According to Kotwal (1997), the highly endangered wild buffalo used to occur here nearly 70 years ago. At present, they are found in Udanti Wildlife Sanctuary in Chhattisgarh, about 20 km away but there is a Patdhara Reserve Forest corridor. Efforts should be made to improve the habitat so that the wild buffalo can come back to Sunabeda using this corridor. This would give a boost to the protection of this sanctuary, which is important for birds also.

About 64 villages, with a human population of 20,000, fragment this sanctuary and there is a large population of cattle. The villagers subsist on forest products to a great extent, as they have land holdings with poor yield. Grazing and encroachment of forest land for cultivation of Cannabis sativa are major threats to the sanctuary. Graziers from other states including Rajasthan arrive here with their camels and goats, which compete with local herbivores for the grass. Though there is a proposal for a tiger reserve, there are extensive encroachments inside the sanctuary. It is doubtful if these people could be shifted.

The core area of Sunabeda could be increased southwards across the Indra nullah (stream), to add 30,000 ha of forest without human habitation (Kotwal 1997).

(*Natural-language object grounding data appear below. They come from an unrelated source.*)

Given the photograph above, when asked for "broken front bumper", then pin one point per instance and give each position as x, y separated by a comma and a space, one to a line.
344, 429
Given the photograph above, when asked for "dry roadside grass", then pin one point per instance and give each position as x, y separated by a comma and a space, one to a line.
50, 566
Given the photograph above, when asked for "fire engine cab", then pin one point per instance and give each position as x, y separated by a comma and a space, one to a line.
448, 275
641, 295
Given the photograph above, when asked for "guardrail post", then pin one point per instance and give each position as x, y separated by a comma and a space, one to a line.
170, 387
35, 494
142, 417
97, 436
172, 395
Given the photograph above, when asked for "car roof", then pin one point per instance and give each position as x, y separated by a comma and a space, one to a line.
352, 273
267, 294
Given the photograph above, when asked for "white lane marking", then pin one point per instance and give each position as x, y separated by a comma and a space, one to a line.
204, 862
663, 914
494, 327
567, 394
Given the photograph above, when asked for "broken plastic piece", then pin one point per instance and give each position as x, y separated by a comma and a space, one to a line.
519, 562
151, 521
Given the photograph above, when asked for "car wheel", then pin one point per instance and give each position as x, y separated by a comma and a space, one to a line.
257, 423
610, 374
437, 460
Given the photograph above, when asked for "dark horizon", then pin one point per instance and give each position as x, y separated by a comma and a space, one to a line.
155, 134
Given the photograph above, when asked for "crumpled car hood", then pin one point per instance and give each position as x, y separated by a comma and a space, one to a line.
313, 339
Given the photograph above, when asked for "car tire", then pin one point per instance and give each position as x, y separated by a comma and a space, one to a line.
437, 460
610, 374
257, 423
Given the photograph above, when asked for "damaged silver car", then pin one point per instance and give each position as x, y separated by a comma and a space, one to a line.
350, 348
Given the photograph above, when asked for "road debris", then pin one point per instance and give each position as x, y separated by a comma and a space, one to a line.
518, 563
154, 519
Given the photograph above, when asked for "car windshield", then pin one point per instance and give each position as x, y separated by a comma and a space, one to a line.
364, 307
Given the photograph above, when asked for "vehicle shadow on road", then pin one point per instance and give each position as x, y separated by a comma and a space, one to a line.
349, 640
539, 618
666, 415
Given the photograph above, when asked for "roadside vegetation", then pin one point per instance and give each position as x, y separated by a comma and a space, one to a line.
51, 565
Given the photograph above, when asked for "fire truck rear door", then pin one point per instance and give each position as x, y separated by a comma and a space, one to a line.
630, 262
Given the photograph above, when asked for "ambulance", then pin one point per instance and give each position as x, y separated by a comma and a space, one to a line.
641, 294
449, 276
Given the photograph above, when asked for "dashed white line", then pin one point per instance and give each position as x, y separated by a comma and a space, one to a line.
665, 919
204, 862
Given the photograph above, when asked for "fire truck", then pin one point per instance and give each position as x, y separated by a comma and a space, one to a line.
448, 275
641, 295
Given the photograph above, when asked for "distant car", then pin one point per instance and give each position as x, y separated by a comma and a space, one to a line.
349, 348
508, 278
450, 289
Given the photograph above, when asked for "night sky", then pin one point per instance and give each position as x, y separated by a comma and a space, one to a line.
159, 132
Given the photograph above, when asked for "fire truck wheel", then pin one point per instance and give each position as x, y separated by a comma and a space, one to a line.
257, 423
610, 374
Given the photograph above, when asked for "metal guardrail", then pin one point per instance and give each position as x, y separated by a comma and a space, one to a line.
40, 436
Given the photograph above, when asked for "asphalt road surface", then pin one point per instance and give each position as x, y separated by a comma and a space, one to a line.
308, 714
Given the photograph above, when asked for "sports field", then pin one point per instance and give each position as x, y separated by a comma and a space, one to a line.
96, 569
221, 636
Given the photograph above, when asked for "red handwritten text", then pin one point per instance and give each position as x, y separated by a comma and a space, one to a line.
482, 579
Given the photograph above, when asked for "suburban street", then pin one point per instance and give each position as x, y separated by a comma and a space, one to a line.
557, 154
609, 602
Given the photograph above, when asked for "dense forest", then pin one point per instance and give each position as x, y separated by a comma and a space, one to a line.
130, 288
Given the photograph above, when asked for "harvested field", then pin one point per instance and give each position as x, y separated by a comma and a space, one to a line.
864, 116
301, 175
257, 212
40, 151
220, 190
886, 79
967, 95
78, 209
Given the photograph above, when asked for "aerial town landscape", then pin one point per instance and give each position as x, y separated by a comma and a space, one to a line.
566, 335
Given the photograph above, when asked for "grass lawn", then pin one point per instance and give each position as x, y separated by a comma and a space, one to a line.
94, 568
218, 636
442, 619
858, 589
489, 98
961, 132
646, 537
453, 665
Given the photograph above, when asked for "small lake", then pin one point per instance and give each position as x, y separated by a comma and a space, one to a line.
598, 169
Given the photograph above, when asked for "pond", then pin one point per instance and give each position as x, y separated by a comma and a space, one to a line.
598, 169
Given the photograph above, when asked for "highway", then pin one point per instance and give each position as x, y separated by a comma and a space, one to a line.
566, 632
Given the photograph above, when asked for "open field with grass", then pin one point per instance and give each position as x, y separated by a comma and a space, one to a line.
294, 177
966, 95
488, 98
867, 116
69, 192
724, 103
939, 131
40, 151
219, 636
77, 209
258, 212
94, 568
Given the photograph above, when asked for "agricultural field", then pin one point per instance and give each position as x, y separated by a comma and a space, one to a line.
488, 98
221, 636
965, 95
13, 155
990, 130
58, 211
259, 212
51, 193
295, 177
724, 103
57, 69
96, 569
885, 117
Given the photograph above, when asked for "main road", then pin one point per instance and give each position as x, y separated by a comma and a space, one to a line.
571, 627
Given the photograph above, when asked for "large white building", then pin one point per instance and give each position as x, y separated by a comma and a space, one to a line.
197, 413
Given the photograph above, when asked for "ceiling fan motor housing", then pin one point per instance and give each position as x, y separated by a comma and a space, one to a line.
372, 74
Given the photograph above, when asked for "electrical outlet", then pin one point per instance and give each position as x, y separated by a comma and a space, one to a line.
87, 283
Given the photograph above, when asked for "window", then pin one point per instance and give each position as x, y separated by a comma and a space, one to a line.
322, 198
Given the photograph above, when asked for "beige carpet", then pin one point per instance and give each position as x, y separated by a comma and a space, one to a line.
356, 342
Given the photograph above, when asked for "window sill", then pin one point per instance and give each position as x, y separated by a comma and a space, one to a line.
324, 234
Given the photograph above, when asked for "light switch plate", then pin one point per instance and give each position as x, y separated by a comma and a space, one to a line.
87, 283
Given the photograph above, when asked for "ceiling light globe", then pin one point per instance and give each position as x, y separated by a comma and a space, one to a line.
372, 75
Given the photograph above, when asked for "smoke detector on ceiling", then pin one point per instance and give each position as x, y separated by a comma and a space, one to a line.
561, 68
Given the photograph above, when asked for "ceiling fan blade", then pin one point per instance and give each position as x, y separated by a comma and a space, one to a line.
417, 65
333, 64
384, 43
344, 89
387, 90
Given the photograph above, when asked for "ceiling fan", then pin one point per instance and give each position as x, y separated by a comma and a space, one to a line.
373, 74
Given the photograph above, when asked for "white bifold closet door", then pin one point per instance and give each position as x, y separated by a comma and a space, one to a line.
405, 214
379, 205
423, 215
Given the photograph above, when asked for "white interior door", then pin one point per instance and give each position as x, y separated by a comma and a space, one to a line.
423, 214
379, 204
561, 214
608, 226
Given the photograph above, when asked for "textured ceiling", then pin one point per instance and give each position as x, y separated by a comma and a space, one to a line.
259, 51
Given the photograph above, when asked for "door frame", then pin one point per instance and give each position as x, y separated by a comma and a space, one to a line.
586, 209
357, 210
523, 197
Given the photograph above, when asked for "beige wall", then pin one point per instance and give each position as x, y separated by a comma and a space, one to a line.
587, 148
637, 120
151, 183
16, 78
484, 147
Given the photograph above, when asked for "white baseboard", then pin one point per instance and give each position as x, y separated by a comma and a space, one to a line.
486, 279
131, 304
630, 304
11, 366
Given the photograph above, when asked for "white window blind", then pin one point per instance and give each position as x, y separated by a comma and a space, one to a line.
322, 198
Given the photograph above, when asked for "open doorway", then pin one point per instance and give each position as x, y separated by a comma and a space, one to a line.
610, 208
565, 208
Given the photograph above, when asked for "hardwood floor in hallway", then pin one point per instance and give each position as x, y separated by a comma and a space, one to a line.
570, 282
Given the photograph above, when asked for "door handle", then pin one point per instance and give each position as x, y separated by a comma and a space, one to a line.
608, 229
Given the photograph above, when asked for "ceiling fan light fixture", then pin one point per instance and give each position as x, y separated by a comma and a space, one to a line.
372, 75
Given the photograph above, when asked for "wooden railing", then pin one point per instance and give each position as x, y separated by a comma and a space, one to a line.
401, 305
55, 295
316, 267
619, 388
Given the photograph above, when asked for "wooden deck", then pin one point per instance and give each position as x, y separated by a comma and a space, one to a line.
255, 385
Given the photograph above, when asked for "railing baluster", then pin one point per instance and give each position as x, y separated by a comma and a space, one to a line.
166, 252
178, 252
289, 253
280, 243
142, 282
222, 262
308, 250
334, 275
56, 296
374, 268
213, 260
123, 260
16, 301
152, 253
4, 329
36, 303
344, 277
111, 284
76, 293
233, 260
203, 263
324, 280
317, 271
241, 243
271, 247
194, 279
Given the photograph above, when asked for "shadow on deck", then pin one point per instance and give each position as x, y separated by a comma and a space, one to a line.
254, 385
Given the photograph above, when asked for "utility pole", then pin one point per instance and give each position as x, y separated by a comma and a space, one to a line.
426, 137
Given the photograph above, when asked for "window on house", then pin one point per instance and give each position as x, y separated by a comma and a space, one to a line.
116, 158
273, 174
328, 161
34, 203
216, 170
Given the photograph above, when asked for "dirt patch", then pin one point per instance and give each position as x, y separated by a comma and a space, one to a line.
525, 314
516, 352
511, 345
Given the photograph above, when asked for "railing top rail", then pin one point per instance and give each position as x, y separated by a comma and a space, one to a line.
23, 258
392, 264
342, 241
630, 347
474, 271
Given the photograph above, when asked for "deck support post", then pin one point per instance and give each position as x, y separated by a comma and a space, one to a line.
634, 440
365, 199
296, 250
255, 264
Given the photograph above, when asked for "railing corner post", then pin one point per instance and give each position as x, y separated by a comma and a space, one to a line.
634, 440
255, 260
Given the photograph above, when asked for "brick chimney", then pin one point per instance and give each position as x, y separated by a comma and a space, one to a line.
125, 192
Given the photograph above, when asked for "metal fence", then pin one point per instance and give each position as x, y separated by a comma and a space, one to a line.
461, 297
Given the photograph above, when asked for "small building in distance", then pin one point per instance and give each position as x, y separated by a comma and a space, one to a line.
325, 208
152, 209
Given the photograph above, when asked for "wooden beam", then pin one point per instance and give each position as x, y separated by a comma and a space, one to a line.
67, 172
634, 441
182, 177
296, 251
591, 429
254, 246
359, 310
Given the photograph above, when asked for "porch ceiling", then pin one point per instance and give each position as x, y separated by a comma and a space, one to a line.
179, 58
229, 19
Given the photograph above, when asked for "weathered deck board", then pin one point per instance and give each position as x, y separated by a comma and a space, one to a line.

Following are the recommendations by NGO, The Corridor Foundation made to NTCA and State Government based on detailed study in the area between 2018 and 2020.
1. Immediately Notify Sunabeda as a Tiger Reserve, which has been pending since long after in- principle approval has been communicated by the NTCA.
2. Take up the matter with Home Department to sanitise the area from Naxalites.
3. Create an enabling environment for forest staff to return to their positions for any meaningful work.
4. Ground massive awareness campaign in enclosed and fringe villages and towns of Khariar and Nuapada with people as stakeholders.
5. Forest and wildlife staff needs to be provided with required amenities including free ration, prophylactic/ preventive medicines, support auxiliary staff and a vehicle in each Range.
6. Monitoring wild animals should start earnestly after staff positioning so that it becomes ingrained in routine work.
7. Implement the management plan in a participatory mode with the EDC/ VSS.
8. Work out, initiate and implement a model voluntary relocation plan in a way that, it shall have a spread effect.
9. Issue a direction to prevent migratory livestock entering the area.
10. Wildlife wing in collaboration with District Collector to facilitate income generating activities for villagers to create conducive wildlife- people interface.